We shouldn’t, in the words of transcendentalist writer Ralph Waldo Emerson, “shun the rugged battle of fate, where strength is born.” His classic 1841 essay “Self-Reliance” scoffs at those who need to immediately and obviously succeed or be special. Instead, he exalts the “sturdy,” someone “who in turn tries all the professions, who teams itfarms itpeddles…in successive years, and always, like a cat, falls on his feet.” That admirable person, “does not postpone his life, but lives already,” according to Emerson.

Disrespect for your own work can lead you to disrespect the work of others, too. If you can only admire the few powerful people who make it big, you’re dissing almost everyone and missing out on humanity’s dignity.

Being adaptive is a critical life skill that’s practiced at work, whatever job. Understanding this, you can take an interest in pretty much anything for some time and, as a result, become more interesting and accumulate experiences that will inform your next steps. As Stanford psychologist Carol Dweck points out, interests aren’t inherently fixed. Having a growth mindset, being open, is wiser than pinning your hopes on a single passion; it makes you more resilient, creative, intelligent, and happy.

Even if you’re not naturally passionate about serving cranky customers, for example, or reading corporate law documents, you can discover that these puzzles, too, present fascinating discoveries and solutions. Service work is a kind of diplomacy training ground that helps you in office jobs and beyond. Doing temporary legal document review projects in New York—considered by many to be the saddest drudgery of lawyering—ended up leading me to a job at Google headquarters in California. There I got to read the privileged mail of some of the world’s most powerful technologists, among other delicious private business records. Not only was it fascinating, it taught me all about the brave new world we live in.

Cultivating appreciation for the mundane is also good preparation for the dreamed-of moment of freedom. Assuming you can someday retire, you’ll need to be practiced at the fine art of keeping yourself busy and fulfilled. Your empty days may be very painful if you can’t manage to appreciate small pleasures.

It is what it is

The point of your work doesn’t have to be earth-shattering or dramatic. It just has to matter to you because you’re doing it, and some things must be done.

As the eighth-century Chinese Zen master Chao Chou told a monk who sought philosophical secrets, “Wash your bowl.” The exchange is sometimes thought to explain the spiritual significance of simple tasks, but it’s not that complex.

“To attribute meaning to an event or to a lifetime of events is an expression of dissatisfaction with things as they are,” writes author and Chico State University Buddhist ethics professor Lin Jensen. What Zen teaches, by contrast, is that reality is sufficient. “We’re not here to represent something else. We’re here in our own right. A human being, or a garden hoe for that matter, is complete in itself,” writes Jensen. He believes Chao Chou is showing the monk that everything he seeks to know or be is already present in him.

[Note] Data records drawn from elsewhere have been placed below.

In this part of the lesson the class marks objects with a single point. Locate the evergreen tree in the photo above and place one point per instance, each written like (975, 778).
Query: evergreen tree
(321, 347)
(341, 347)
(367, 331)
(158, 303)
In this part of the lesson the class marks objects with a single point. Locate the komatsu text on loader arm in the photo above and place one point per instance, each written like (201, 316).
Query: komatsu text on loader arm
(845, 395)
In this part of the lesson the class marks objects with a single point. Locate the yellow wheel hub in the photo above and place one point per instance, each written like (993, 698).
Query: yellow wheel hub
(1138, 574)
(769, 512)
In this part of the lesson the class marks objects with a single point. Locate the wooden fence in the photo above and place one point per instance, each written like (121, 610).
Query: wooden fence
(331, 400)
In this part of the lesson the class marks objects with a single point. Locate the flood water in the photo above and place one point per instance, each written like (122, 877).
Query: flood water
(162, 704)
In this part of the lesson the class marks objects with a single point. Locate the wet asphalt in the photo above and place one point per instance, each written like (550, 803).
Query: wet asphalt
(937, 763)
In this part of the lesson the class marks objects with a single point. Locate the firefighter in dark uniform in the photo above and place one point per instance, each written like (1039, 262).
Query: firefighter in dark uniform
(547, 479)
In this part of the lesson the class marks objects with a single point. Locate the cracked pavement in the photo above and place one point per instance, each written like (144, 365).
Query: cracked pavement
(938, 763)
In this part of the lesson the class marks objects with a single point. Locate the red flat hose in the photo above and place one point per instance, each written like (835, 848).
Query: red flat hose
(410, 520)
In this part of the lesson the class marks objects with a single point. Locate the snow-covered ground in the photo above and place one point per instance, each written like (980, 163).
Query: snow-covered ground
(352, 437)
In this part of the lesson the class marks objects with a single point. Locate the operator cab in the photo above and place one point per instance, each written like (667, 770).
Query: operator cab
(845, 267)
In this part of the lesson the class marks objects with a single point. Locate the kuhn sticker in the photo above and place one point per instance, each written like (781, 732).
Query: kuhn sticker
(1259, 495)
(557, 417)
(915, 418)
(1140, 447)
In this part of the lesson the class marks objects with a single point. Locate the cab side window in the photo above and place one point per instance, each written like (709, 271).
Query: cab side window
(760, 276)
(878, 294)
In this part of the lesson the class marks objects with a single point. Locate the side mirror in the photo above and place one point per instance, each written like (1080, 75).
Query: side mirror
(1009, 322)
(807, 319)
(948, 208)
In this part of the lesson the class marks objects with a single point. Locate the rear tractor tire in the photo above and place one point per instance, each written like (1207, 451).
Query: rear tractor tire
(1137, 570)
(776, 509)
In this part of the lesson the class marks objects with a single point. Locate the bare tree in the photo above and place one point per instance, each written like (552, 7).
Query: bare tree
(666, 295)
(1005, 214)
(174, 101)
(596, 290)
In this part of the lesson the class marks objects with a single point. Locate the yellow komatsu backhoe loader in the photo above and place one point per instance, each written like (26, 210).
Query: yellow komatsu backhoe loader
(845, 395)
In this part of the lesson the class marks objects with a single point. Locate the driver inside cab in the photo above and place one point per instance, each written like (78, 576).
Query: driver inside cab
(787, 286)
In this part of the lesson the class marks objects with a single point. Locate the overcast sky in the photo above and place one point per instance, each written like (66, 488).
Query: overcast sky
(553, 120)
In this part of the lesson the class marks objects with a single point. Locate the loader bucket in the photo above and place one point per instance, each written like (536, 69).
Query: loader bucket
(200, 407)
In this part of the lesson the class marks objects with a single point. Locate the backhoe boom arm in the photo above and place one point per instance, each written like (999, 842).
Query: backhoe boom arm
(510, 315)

Work is a game, like Danaher says. So treat it like grown-up play, not something to escape. It can be fun, but it doesn’t have to be so important or representative of anything. That’s okay too.

Given the precariousness of employment today, you may find yourself needing to do something new soon enough anyway. Then, when the robots take over the job you don’t hate, you’ll be flexible enough to figure out your next steps and do whatever else must be done with admirable aplomb.